Na outra ponta, os casos de sucesso no futebol brasileiro passam longe de guardar um denominador comum. Alguns conseguem despontar cedo, em times pequenos, até conseguirem um bom contrato com um grande clube. Outros penam para sobreviver a uma peneira. O bicampeão mundial Cafu, rejeitado em nove seletivas até ser aceito na base do São Paulo — início de uma carreira que lhe permitiu jogar três finais de Copa do Mundo e levantar a taça do penta —, é um dos exemplos mais famosos.
Leandro Damião joga no time daqueles que chegaram ao estrelato com perseverança. Aos 17 anos, ainda atuava em equipes de várzea de São Paulo. Afinal, havia sido reprovado em testes e peneiras muitas vezes. Em 2007, agarrou uma chance e foi jogar no minúsculo Atlético de Ibirama (SC), já pelos profissionais. Em 2009, marcou 12 gols no campeonato catarinense e chamou a atenção do Internacional, que lhe fez uma proposta.
Damião, porém teve de dar um passo atrás. Sem ter jogado por categorias de base, lhe faltavam alguns fundamentos básicos. No Inter, foi integrado aos times inferiores e precisou aprender, a toque de caixa, tudo aquilo que lhe faltou durante anos. O processo foi rápido e já no ano seguinte integrava a equipe principal. A trajetória a partir daí é conhecida: tricampeão gaúcho, campeão da Libertadores e da Recopa Sul-Americana e camisa 9 da seleção brasileira na era Mano Menezes. Hoje, está no Santos.

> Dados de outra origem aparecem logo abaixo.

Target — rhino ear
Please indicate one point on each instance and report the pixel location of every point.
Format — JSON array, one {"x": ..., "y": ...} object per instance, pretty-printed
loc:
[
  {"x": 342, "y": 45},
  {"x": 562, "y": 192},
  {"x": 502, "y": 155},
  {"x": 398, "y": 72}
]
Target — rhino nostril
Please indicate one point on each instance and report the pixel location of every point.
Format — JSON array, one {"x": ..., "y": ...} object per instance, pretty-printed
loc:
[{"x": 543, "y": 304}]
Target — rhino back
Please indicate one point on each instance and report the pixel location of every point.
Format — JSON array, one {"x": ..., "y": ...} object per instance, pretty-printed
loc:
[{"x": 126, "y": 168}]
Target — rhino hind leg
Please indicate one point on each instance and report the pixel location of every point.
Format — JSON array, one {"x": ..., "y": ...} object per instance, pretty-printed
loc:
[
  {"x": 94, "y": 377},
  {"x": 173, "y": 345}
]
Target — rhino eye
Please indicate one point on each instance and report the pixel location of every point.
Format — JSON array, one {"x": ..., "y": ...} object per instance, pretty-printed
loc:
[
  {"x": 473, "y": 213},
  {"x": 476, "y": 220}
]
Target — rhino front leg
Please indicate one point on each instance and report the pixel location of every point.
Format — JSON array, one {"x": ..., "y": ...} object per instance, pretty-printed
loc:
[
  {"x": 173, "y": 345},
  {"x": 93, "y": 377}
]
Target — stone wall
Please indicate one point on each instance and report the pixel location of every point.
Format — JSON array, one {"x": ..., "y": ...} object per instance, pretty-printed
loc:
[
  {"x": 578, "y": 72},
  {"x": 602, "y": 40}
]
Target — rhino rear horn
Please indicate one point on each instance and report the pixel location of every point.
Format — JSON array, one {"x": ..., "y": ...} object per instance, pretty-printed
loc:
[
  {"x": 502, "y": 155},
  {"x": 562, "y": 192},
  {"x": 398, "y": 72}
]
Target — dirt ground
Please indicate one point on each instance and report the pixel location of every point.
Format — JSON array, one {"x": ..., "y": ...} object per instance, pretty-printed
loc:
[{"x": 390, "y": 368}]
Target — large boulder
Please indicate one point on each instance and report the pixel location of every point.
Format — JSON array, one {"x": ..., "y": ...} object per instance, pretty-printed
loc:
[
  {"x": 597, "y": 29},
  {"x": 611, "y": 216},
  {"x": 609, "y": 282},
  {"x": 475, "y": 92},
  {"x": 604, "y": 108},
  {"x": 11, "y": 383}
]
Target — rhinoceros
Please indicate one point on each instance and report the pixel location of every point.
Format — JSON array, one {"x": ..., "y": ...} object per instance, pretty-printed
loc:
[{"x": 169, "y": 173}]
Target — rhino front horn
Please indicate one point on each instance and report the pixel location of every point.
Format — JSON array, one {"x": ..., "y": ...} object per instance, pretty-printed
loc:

Natalino, pai do atleta, acompanhou a saga de perto e ouviu vários nãos. Ele diz que o desenvolvimento do filho seria ainda melhor se ele tivesse o aprendizado correto desde cedo.
— Creio que os dirigentes que não deram oportunidade para ele estão arrependidos. Principalmente dos clubes paulistas. É um pouco de incompetência, né? Ele foi levado para o Ibirama quase por acaso. Vejo jogadores como o Neymar, que começaram a carreira desde jovens e penso que o Damião seria até melhor do que é hoje se fosse para um clube na idade certa.
Giovanni Nunes, responsável pela categoria de base do Atlético de Ibirama foi o primeiro técnico de Damião no clube catarinense. Para ele, a falta de formação adequada em grande parte dos clubes brasileiros acaba por abreviar a carreira de bons talentos do nosso futebol, além de prejudicar a formação de outros tantos. O resultado, aponta ele, foi visto no Mineirão há dois meses:
— O resultado dessas avaliações aleatórias que temos no futebol brasileiro é o 7 a 1 que sofremos na Copa. É o resultado dos ultimos 15 anos aqui no futebol brasileiro. Na Europa, as pessoas ensinam os garotos a jogarem, independentemente do talento que eles apresentam desde cedo. Aqui no Brasil, o garoto nasce com o dom, vai para a escolinha, veste a camisa de um clube e entra em campo. Em grande parte dos casos, não existe um desenvolvimento desse garoto. Quando for para ensinar alguma coisa, não dá mais tempo.